The back is made up of bones, muscles, ligaments, vertebrae, disks, and connective tissue, and workplace back injuries can damage any of those. Though injuries can happen anywhere along the spinal column between the head and the tailbone, the majority of workplace back injuries involve the lower back. Perhaps the most common of these are disk problems, which result when one of the disks that act as a shock absorber between the vertebrae in our spinal column are suddenly compressed and ends up protruding out of its normal position. If this disk touches a spinal nerve it can result in severe pain.


Back injuries and primarily lower back injuries are the most prevalent and hardest – to – prevent injuries on the job. Back injuries often occur when:

  • An individual is lifting up an object
  • Using improper lifting techniques such as lifting with the back and not the legs
  • Lifting an object that is too heavy for the individual
  • Twisting while lifting or carrying objects
  • Repetitive lifting during a work task


  • Lower back strains and sprains: Lower back injuries are fairly common among workers. Employees who must sit or stand for long periods of time may develop pain in their lower back, while employees who are very active could easily sustain a sprain. Most of these injuries are mild and may be treated with pain medication and physical therapy.
  • Bulging, herniated, and slipped discs: In between each vertebra bone sits a soft disc that acts as a shock absorber. When one of these discs slips out of place or is damaged, this can cause a great deal of pain.
  • Pinched nerves: When a disc pushes against a nerve in the back, this is called a pinched nerve. This type of injury can be very painful and can affect the neck, back, and legs.
  • Fractured vertebrae: Fractured vertebrae can require substantial medical care. Injuries that result from traumatic accidents, such as motor vehicle accidents or heavy machinery malfunctions, can include fractured vertebrae.
  • Degenerative disc disease: As we get older our lumbar spine discs suffer wear and tear.

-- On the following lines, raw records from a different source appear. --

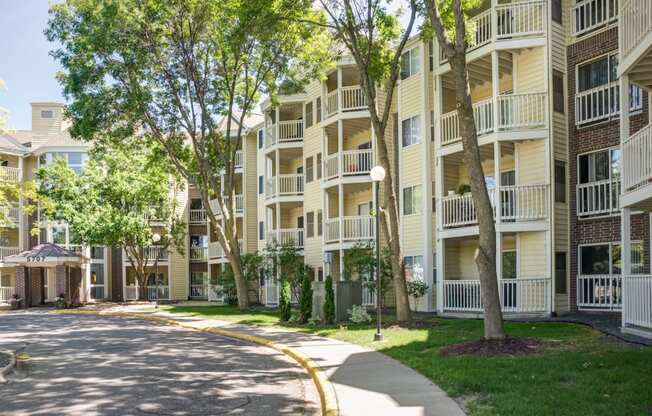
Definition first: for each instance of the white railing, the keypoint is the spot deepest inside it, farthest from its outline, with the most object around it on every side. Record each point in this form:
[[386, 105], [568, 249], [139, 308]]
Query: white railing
[[637, 301], [287, 236], [598, 198], [524, 202], [599, 291], [198, 253], [198, 291], [197, 216], [6, 292], [8, 174], [523, 295], [637, 159], [635, 23], [589, 15], [603, 102], [517, 111], [158, 292], [331, 103]]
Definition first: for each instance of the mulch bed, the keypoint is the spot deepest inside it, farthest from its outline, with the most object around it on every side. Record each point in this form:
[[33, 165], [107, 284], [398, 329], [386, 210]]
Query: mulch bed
[[493, 348]]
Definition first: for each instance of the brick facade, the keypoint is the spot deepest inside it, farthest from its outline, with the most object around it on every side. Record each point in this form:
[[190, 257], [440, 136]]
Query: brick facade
[[601, 135]]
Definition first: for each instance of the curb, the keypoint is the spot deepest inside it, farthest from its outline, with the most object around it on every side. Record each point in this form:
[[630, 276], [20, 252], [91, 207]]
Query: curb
[[324, 387], [6, 369]]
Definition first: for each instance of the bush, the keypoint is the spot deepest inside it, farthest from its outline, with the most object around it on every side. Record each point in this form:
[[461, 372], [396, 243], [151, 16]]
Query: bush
[[284, 301], [305, 298], [329, 301], [358, 315]]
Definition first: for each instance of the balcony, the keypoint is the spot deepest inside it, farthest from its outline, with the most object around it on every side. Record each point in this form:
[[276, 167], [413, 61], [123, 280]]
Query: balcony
[[519, 203], [598, 198], [603, 103], [505, 22], [285, 236], [197, 216], [284, 185], [515, 112], [284, 132], [8, 174], [198, 254], [348, 163], [589, 15], [344, 99], [350, 228], [520, 295]]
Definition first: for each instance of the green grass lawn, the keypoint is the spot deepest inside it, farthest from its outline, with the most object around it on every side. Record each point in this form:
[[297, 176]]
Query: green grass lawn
[[579, 371]]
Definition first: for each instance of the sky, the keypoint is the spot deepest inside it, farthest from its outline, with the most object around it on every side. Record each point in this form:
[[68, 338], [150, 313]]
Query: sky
[[25, 65]]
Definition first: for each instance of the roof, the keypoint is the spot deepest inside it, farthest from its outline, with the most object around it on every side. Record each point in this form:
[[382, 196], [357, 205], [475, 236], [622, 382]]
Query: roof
[[46, 255]]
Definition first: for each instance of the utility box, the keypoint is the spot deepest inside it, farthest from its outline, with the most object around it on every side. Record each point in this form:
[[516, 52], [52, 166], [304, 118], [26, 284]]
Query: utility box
[[347, 294]]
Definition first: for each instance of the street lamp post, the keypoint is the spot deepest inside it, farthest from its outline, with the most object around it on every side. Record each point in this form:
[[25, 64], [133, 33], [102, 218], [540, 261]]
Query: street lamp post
[[377, 175]]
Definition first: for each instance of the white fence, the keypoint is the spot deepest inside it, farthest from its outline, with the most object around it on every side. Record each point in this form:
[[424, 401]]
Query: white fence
[[588, 15], [635, 23], [599, 291], [527, 295], [598, 198], [637, 301], [637, 159]]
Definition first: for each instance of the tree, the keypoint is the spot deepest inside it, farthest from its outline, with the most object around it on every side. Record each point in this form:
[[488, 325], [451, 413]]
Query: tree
[[121, 198], [374, 38], [172, 69], [447, 18]]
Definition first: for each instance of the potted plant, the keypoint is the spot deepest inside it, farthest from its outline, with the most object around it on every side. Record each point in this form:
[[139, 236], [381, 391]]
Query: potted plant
[[15, 301]]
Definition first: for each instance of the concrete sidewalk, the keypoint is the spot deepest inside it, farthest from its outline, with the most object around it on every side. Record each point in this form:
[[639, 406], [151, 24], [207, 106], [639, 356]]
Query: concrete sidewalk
[[365, 381]]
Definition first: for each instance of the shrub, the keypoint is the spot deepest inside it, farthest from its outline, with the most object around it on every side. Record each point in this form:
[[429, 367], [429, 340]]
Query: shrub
[[329, 301], [284, 300], [358, 315]]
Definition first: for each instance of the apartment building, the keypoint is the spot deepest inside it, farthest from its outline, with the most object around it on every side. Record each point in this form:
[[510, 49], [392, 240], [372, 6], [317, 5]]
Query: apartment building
[[108, 276]]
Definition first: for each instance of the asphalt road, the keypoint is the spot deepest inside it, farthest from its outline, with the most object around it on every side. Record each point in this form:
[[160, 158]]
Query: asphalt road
[[84, 365]]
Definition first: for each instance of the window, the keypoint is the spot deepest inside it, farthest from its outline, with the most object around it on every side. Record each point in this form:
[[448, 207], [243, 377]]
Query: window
[[309, 170], [413, 268], [558, 91], [410, 63], [310, 224], [261, 138], [560, 181], [560, 273], [411, 131], [308, 114], [412, 200], [320, 220], [556, 11]]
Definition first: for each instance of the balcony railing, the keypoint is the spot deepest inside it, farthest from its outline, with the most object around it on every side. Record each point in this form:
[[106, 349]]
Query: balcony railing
[[522, 295], [285, 236], [589, 15], [352, 99], [635, 24], [513, 20], [349, 163], [515, 112], [352, 228], [518, 203], [637, 159], [637, 295], [598, 198], [286, 131], [198, 253], [197, 216], [599, 291], [603, 102], [8, 174], [6, 292]]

Eliminate – The best way to protect individuals against back injuries is to eliminate as many lifts as possible during the work day. Using equipment such as forklifts, heavy equipment, dollies, etc. are the best way to achieve eliminating handling and lifting objects by hand. Break down large or heavy objects that pose a hazard when lifting into smaller safer loads when possible.

Engineering Controls – Install mechanical lifting devices and conveyor belts where feasible to limit handling objects. Install proper shelving and setup storage areas that keep objects and lifts within an optimal range.

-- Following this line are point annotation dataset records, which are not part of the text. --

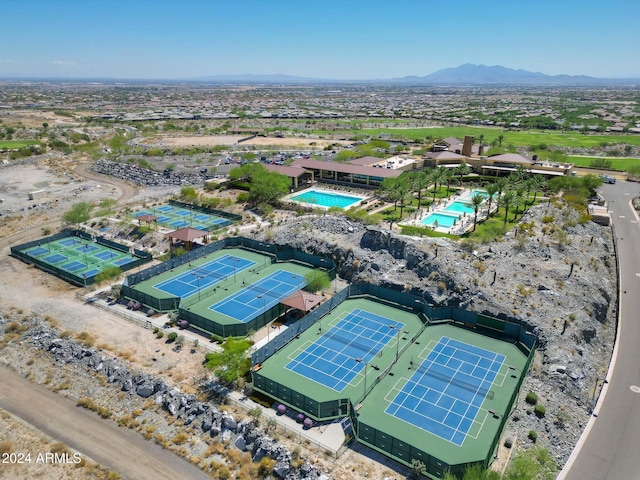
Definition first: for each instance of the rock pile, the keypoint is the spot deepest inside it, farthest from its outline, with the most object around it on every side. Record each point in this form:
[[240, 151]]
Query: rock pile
[[144, 177], [556, 277], [211, 421]]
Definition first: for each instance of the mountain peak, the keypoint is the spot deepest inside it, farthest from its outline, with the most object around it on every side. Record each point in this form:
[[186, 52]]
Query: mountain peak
[[472, 74]]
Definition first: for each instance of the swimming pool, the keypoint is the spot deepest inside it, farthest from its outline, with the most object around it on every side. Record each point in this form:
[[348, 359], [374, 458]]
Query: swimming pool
[[445, 220], [482, 193], [326, 199], [459, 207]]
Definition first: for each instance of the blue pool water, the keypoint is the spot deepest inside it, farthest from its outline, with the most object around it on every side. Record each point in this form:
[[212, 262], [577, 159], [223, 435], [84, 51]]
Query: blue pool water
[[325, 199], [445, 220], [459, 207]]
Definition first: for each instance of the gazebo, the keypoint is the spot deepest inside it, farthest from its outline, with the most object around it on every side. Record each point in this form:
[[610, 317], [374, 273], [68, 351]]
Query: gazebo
[[303, 301], [187, 235], [147, 218]]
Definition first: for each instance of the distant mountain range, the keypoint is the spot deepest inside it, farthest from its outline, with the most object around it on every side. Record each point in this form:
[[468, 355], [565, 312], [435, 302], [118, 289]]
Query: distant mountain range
[[467, 74], [470, 74]]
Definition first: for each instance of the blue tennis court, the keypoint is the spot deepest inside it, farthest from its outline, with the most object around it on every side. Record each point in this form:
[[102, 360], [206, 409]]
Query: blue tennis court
[[342, 352], [38, 251], [55, 258], [445, 393], [74, 266], [87, 248], [105, 255], [258, 297], [203, 276]]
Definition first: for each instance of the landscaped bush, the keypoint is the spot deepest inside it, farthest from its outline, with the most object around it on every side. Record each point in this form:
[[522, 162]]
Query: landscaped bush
[[531, 398]]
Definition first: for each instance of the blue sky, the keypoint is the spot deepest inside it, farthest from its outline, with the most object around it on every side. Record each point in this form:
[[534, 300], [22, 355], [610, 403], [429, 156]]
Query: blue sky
[[348, 39]]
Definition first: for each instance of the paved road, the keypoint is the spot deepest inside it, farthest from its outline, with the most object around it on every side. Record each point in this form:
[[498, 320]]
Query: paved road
[[116, 448], [610, 448]]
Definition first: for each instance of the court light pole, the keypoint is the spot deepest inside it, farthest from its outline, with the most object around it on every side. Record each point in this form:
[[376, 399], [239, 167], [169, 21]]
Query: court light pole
[[397, 329], [264, 313], [359, 360], [198, 277]]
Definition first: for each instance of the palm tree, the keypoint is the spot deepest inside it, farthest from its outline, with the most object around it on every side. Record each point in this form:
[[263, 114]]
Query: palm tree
[[518, 200], [476, 201], [491, 189], [506, 201], [539, 182], [501, 183], [419, 181], [447, 176], [403, 188], [436, 177], [462, 170]]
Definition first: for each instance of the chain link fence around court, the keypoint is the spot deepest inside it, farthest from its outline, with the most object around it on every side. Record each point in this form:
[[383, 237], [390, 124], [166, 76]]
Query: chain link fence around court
[[21, 252]]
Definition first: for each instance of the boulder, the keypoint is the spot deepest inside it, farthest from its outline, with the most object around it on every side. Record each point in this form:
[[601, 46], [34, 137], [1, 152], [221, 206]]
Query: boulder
[[145, 390]]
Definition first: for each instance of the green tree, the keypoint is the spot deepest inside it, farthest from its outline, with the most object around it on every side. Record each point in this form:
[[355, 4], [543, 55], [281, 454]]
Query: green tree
[[462, 170], [506, 201], [78, 214], [533, 464], [188, 194], [232, 363], [317, 280], [268, 187], [492, 190], [108, 274]]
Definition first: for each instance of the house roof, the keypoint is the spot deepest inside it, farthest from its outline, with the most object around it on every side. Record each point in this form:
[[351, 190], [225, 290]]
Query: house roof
[[445, 156], [365, 161], [512, 158], [452, 141], [289, 171], [187, 234], [347, 168]]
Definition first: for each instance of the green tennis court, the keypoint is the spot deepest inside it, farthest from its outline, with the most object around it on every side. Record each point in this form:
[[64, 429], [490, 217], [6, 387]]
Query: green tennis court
[[80, 256], [441, 394]]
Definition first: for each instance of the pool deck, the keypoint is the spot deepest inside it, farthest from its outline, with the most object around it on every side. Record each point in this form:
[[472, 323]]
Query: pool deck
[[463, 225], [332, 191]]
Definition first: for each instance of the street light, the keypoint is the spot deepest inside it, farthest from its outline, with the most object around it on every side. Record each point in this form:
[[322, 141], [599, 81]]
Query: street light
[[234, 260], [297, 277], [359, 360], [198, 277], [397, 329], [264, 313]]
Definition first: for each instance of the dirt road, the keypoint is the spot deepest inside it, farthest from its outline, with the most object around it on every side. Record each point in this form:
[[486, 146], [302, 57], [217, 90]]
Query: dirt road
[[128, 192], [116, 448]]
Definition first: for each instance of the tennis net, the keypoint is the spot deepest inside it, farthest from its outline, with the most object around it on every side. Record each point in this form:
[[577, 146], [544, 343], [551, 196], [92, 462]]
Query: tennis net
[[470, 387]]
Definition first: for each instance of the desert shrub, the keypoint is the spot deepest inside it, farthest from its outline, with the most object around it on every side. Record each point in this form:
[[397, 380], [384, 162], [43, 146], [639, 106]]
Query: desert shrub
[[531, 398]]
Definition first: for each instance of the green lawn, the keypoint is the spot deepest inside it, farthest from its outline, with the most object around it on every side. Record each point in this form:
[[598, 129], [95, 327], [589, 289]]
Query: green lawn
[[17, 143], [621, 164], [519, 138]]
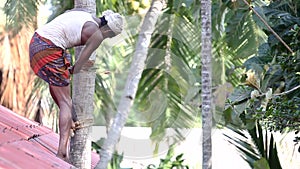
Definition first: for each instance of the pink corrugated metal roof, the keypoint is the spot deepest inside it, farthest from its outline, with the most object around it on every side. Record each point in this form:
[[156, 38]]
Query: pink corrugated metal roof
[[25, 144]]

Administrative Controls – Use the buddy system when lifting any awkward or heavy objects. For example, having a policy to not lift anything over 100lbs as a team without first involving a supervisor to see if there is a safer way to complete the lift is an administrative control.

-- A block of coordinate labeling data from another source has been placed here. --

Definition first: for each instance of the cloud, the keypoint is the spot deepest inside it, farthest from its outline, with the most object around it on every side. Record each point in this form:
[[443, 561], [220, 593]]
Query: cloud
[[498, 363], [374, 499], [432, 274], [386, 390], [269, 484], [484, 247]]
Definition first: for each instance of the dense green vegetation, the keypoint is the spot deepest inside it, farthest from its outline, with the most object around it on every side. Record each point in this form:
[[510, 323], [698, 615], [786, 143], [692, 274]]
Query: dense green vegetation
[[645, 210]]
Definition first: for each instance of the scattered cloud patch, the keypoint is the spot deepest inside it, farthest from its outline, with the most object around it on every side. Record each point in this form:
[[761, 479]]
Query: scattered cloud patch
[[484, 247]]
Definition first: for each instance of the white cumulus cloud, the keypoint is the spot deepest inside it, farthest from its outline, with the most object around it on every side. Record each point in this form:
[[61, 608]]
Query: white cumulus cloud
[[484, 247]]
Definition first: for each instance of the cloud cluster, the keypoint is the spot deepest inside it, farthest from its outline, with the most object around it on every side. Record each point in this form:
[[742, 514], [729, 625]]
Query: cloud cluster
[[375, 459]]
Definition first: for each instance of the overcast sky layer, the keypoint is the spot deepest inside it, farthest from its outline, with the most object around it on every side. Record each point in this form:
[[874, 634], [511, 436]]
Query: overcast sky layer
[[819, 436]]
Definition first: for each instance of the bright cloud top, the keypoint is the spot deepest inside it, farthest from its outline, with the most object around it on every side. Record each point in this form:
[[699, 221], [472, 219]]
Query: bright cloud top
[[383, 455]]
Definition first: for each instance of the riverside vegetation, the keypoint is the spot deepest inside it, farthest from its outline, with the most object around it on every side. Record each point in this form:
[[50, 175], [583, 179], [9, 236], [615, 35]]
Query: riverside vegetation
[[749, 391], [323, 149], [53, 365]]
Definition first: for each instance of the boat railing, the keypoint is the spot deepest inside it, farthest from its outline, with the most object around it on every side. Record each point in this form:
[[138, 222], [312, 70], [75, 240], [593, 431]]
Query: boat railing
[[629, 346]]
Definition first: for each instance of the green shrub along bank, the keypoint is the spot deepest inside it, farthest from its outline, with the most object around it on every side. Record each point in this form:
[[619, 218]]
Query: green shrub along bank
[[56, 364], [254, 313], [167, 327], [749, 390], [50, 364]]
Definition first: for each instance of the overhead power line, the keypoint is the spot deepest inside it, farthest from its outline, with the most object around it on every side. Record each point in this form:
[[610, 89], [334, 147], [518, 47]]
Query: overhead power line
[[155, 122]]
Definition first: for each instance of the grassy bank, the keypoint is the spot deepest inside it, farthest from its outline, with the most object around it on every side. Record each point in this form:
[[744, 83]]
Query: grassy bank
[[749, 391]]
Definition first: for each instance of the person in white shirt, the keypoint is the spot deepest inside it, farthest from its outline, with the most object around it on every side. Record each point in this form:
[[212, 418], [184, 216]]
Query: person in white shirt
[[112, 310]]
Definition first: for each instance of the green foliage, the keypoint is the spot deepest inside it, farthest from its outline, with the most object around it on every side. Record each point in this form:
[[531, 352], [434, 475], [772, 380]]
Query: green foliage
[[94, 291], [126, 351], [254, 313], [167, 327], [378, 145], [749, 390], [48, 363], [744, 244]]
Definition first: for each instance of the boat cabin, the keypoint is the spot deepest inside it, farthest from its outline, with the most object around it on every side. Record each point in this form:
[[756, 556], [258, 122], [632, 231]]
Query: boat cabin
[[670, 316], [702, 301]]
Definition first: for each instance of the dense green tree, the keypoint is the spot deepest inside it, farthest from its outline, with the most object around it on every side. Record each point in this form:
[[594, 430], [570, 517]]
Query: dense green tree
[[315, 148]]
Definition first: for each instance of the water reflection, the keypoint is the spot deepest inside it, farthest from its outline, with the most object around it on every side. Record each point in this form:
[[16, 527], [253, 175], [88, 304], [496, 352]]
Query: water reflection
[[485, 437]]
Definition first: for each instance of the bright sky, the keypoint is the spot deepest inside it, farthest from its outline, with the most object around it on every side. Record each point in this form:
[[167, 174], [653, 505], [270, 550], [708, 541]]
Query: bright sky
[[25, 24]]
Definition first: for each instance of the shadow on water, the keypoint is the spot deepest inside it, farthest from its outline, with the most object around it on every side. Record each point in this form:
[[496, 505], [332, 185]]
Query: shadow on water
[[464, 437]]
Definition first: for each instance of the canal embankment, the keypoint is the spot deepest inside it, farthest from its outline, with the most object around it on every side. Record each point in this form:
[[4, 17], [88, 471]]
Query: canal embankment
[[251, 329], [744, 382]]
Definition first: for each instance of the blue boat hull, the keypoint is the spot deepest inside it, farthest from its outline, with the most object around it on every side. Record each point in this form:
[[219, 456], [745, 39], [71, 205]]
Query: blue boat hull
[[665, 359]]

Personal protective equipment such as back supports or back belts have not shown to be overly effective in preventing back injuries. These devices often create a false sense of security when completing lifts.


  • The first step is to get in good physical shape and maintain it. Being overweight, especially when most of the excessive weight is carried in the abdomen, creates tremendous stress, day in and day out, on the back. Getting in shape means developing good eating habits and exercising regularly. It also may include building strength through weight training or other exercise designed to strengthen the body core.
  • It is also important to maintain good posture and find effective ways to manage stress.
  • Stretching before work starts is a good idea. The goal is to slightly elevate the heart rate and get blood flowing to the muscles as well as to the discs between the vertebrae in the spine.
  • When facing a specific task, always assess the load and decide if it can be handled by one person. See how far it must be moved. See if there are obstacles in the path. Set the task up to be as easy as possible and bring in help whenever necessary.
  • Keep in mind that some tasks can be better done with mechanical equipment. Talk to the foreman about using lifts or other equipment.
  • When actually lifting, bend the knees and get as close to the load as possible. Keep the back straight and use the legs to do the heavy work. Avoid twisting when lifting, carrying or lowering the load. While carrying, keep it as close to the body as possible. When finished, take a few seconds to straighten and stretch the back.


Safely one of the best ways to protect yourself from bodily harm when lifting, pushing or pulling is to use proper equipment, lifting technique or ask for help. Take the time to examine the object and know your personal limits. Always ask for help if the object exceeds your limit.